Credit for international shift belongs to Māori
 

Māori are transforming exhibition spaces in museums and galleries world wide according to local academic Conal McCarthy.

Where ethnic objects were once described from a purely European perspective as ‘curios’ or ‘artifacts’ museums internationally are adopting new collaborative approaches to exhibitions, by consulting with the communities those objects came from, a process that was pioneered in New Zealand.

McCarthy sees this change as a direct result of much hard work behind the scenes by Māori, who resisted, collaborated and eventually took control of the culture of display and its treatment of their taonga (cultural treasure).

Director of the Museum & Heritage Studies programme at Victoria University of Wellington, and a former exhibition developer at Te Papa, McCarthy is the author of a new book on the subject.

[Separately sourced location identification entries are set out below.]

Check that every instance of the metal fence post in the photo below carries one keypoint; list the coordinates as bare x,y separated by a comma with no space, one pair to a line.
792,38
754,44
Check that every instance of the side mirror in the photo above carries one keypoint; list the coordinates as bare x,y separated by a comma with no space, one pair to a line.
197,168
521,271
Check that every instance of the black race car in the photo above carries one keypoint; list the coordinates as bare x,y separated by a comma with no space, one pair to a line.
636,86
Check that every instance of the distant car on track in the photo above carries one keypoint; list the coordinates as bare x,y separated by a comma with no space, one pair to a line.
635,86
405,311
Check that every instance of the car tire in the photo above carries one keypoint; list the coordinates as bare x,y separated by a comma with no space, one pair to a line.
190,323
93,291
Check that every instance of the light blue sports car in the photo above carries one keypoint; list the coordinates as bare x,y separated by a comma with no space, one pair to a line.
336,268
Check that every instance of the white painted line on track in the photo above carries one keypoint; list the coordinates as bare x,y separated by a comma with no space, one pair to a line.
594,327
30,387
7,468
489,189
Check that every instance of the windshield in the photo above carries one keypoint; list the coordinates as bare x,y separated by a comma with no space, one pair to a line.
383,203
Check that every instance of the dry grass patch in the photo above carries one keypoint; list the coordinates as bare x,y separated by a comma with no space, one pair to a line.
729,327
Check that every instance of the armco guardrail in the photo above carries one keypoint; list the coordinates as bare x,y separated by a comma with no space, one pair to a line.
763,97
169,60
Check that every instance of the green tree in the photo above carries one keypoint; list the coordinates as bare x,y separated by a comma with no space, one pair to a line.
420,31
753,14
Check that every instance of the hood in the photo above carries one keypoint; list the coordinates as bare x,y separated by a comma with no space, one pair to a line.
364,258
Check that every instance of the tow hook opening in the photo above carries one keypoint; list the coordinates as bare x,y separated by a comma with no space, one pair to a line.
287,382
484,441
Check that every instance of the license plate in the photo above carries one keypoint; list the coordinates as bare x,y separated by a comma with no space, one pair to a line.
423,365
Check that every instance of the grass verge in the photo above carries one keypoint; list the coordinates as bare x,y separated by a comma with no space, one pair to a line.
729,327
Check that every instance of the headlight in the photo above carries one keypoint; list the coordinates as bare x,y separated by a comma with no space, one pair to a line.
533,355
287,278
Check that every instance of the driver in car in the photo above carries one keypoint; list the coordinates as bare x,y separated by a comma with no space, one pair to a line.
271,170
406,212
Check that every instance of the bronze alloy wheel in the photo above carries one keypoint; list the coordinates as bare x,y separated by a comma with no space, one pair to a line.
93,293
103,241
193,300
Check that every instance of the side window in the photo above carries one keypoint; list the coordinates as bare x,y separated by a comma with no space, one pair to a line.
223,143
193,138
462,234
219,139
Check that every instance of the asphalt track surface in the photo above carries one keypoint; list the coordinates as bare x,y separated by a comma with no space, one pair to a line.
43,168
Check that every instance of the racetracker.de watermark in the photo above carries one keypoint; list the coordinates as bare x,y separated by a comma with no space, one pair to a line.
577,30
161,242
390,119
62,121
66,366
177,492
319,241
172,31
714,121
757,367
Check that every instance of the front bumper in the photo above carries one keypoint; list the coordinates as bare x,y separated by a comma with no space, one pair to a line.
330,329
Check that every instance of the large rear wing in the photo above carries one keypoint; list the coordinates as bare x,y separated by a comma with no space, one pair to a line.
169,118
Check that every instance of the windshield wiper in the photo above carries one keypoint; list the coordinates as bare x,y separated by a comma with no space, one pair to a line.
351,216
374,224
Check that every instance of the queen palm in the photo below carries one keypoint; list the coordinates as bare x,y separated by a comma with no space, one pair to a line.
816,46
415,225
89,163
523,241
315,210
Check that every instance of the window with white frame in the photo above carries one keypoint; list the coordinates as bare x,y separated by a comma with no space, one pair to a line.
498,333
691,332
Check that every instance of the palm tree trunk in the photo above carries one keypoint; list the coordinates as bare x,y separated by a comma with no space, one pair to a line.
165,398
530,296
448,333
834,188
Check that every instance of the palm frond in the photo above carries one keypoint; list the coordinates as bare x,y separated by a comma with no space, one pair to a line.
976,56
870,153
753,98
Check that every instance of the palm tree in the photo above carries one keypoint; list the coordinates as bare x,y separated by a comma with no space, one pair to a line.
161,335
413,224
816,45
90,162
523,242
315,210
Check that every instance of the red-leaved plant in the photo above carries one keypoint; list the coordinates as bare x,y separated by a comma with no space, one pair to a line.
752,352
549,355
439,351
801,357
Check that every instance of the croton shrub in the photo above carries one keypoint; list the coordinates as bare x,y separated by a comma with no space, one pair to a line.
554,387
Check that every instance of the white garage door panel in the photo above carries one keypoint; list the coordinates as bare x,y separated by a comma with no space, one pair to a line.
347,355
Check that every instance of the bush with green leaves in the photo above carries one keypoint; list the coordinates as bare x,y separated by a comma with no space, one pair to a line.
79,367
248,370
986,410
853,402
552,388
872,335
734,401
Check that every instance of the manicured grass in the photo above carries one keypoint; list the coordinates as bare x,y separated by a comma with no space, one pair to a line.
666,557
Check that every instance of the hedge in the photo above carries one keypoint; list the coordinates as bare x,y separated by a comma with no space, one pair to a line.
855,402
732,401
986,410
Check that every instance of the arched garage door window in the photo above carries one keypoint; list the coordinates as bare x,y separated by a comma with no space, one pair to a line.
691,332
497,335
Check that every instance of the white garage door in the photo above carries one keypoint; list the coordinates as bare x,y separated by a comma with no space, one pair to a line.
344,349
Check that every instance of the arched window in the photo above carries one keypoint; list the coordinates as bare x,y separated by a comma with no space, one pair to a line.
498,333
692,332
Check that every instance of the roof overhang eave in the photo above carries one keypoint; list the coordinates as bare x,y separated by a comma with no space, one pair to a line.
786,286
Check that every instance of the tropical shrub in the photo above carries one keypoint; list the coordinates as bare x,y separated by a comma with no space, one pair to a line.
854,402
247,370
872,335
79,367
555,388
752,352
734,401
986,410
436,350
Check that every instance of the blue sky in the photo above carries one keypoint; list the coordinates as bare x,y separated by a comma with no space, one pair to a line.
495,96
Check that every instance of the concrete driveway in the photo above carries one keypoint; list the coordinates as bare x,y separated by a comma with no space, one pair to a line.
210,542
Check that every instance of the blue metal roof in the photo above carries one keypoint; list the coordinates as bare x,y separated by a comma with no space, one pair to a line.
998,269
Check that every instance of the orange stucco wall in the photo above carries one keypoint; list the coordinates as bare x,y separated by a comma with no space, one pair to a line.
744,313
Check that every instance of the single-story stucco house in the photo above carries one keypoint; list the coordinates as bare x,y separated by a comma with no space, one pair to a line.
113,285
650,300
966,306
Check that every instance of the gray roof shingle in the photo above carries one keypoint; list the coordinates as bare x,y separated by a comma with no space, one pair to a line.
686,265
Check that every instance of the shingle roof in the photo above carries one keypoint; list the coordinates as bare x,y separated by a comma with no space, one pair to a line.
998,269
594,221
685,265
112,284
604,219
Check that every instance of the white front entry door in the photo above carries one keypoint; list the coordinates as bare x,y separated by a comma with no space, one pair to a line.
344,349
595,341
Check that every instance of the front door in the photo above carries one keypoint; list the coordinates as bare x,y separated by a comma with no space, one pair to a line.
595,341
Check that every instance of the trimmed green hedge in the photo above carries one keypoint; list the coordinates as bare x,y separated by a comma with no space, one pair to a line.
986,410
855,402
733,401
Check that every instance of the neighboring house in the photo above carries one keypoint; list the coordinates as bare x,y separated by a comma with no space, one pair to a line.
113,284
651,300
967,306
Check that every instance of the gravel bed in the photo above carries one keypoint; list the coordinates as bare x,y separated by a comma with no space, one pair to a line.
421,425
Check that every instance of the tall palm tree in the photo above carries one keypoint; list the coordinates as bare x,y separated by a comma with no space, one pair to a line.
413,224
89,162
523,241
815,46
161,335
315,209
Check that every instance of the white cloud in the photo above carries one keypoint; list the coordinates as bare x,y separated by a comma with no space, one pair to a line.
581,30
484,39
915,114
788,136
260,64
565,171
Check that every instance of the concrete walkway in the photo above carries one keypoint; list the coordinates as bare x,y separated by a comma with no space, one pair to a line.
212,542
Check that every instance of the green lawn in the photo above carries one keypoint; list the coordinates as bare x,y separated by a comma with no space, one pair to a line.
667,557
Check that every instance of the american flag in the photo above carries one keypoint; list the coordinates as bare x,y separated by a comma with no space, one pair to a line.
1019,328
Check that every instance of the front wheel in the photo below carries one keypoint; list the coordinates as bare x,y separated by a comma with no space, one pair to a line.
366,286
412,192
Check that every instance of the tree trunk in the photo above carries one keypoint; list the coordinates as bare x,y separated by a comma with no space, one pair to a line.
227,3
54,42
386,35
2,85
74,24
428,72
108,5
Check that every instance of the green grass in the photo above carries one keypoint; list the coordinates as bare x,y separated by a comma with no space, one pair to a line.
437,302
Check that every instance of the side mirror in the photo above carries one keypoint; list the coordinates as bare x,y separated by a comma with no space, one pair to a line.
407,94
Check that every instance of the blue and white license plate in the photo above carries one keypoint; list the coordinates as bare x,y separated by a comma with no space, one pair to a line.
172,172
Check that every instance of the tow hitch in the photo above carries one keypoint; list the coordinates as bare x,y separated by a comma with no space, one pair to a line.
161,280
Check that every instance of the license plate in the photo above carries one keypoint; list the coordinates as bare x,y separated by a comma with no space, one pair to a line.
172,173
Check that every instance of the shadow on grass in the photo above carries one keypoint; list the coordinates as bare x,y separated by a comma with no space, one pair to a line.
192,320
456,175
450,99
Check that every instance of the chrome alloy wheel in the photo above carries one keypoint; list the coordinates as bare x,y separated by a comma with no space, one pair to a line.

“The exhibition Te Māori back in the 1980s was a fantastic example of the extraordinary success Māori have had at intervening in museum representations of their culture,” explains McCarthy, “it was an event and a cultural experience that went beyond the museum field and has had an impact on New Zealand society as a whole.”

“But the surprising thing about the history of the Māori engagement with museums goes back much further than we thought,” explains McCarthy, “to exhibitions in Philadelphia and Sydney in the late 19th century. Māori engagement with the colonial culture of display has enriched our museums and changed our way of displaying these objects,” says McCarthy.

Exhibiting Māori: A History of Colonial Cultures of Display by Conal McCarthy is published by Te Papa Press.